This post was written by a new contributor, Steven Psihogios.
In the most unpredictable of postseasons, the Boston Bruins have the opportunity to knock out both Eastern Conference Wild Card teams as they battle the Carolina Hurricanes on their path to the Stanley Cup.
You know them as the bunch of jerks who celebrated all of their home regular season victories in the most extravagant fashion imaginable, but really, just what are the Bruins getting themselves into with the Canes?
They’ve knocked off the reigning Cup champions and followed it up with a semi-final sweep, so what is it which makes them a challenging opponent?
As far as line matching is concerned, it should be expected that Carolina deploys something more similar to its approach against the Washington Capitals than how it matched the New York Islanders. The reason for this is New York has a much more balanced approach, where Boston and Washington feature true game-breaking top lines.
I expect the ‘Perfection Line’ to play heavy minutes against Jordan Staal’s forward line and the defensive pairing of Brett Pesce and Justin Faulk. After Dougie Hamilton and Jaccob Slavin were dominated at even strength by Alexander Ovechkin and Nicklas Backstrom in Game 5 of Round 1, Canes bench boss Rod Brind’Amour turned to Pesce and Faulk to shut down Ovechkin and Backstrom - and it worked. After combining for eight even strength points through the series’ first five games while playing the majority minutes against Hamilton and Slavin, the two totalled just two 5v5 points in Games 6 and 7 against Pesce and Faulk.
Carolina may start the series matching Hamilton and Slavin against Boston’s number one line, but I’d imagine that the leash on those two would be very short.
No team in the playoffs has a better Corsi plus-minus at 5v5 than the group from Raleigh, who currently sit at a ridiculous +128, which is +58 better than the next best St. Louis Blues.
The New York Islanders only tallied five goals against the Hurricanes in Round 2, but three of those occurred while on the power play.
On each of the 3 Islanders goals, Carolina situated themselves in some variation of a diamond formation. This makes sense as to why New York scored their goals from either the point or directly in front of the net. The objective of the diamond is to prevent teams from setting up, specifically cross-ice passes. This is why point shots and traffic in front work so well against it because you are playing at the top and bottom of the offensive zone, where there is less congestion caused by the opposing team.

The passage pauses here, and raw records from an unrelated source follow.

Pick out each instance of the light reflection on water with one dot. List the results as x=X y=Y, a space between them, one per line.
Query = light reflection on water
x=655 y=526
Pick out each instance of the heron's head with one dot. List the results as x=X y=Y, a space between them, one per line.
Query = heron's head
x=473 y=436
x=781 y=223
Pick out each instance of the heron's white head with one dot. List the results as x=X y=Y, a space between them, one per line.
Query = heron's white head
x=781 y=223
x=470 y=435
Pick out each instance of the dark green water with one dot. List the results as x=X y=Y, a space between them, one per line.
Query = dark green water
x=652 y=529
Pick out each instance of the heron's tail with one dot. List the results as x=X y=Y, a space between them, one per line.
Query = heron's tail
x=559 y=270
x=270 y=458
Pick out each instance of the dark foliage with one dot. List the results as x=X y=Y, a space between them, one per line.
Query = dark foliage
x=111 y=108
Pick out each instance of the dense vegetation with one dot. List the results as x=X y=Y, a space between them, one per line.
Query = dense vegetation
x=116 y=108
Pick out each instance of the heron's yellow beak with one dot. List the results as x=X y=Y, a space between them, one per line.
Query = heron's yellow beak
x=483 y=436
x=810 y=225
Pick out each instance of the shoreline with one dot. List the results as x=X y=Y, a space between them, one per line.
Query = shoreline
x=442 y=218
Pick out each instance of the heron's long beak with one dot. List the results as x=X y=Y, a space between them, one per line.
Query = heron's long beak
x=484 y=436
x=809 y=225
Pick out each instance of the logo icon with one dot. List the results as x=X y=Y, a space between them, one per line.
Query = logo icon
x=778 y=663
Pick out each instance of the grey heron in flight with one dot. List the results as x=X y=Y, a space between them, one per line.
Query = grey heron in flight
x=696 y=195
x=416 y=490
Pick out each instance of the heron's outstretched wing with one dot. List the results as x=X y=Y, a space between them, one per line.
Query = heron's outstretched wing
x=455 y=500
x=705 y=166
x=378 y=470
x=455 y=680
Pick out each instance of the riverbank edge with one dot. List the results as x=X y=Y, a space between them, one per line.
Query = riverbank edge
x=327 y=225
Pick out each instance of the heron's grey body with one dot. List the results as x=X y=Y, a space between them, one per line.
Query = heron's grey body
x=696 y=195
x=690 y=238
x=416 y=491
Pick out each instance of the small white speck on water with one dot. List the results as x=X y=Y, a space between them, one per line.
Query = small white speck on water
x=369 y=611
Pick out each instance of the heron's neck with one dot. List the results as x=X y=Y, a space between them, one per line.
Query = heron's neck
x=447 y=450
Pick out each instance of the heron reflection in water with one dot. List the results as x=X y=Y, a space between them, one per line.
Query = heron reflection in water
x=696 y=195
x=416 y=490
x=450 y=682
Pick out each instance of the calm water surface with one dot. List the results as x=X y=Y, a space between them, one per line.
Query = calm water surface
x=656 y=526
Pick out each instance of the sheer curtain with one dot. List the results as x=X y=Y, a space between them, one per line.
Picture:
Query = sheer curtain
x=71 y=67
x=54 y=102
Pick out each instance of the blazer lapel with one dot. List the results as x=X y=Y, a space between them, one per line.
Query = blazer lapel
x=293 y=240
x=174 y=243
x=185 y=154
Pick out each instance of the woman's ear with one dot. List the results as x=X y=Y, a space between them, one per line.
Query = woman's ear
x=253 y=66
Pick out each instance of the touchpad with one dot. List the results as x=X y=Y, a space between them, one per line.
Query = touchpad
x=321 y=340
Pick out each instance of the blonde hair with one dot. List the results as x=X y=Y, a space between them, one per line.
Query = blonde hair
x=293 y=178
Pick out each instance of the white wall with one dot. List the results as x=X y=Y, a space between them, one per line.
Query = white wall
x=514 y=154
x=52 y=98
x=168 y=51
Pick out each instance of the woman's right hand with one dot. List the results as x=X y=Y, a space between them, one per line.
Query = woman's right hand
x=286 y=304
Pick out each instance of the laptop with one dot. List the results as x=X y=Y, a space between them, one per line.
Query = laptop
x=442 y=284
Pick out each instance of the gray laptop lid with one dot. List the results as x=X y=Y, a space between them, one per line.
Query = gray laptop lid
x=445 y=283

The Bruins, as we have seen, can be very passive on the power play at times, which could work to Carolina’s favor. If the Hurricanes continue using the diamond in the Eastern Conference Finals, Boston would benefit from setting up less and directing more shots and traffic to the net. This could make Torrey Krug a big factor in this series. His ability to move the puck along the line as well as get shots towards the net can be a huge asset for Boston’s power play in this series.
The Canes’ penalty kill operated at 75% against the Isles, who had the league’s third-worst power play in the regular season.
This is definitely the Hurricanes’ most glaring weakness.
In total this postseason, the jerks are clicking at just 10.5% on the man advantage, which includes a success rate of just 7.7% against the Islanders last round.
However, it’s not for a lack of effort. The Canes are firing pucks towards the goal. During their 38 PP opportunities, the club has mustered 99 shot attempts - the third highest number in the playoffs. Their bad luck is evident in their shooting percentage when up a man, which is just 7.55%.
The Bruins will not make life easy on the Hurricanes’ power play. The team closed out its series against the Blue Jackets a perfect 10/10 on the penalty kill. Of the team’s remaining in the playoffs, Boston’s 83.8% on the PK ranks highest.
While it seems pretty clear that the Bruins have the special teams advantage heading into this series, that hasn’t stopped the Canes from getting to the Eastern Conference Finals. The Hurricanes’ outstanding ability to dominate the play at 5v5 will be the biggest challenge for Boston as they look to qualify for their third Stanley Cup final of the decade.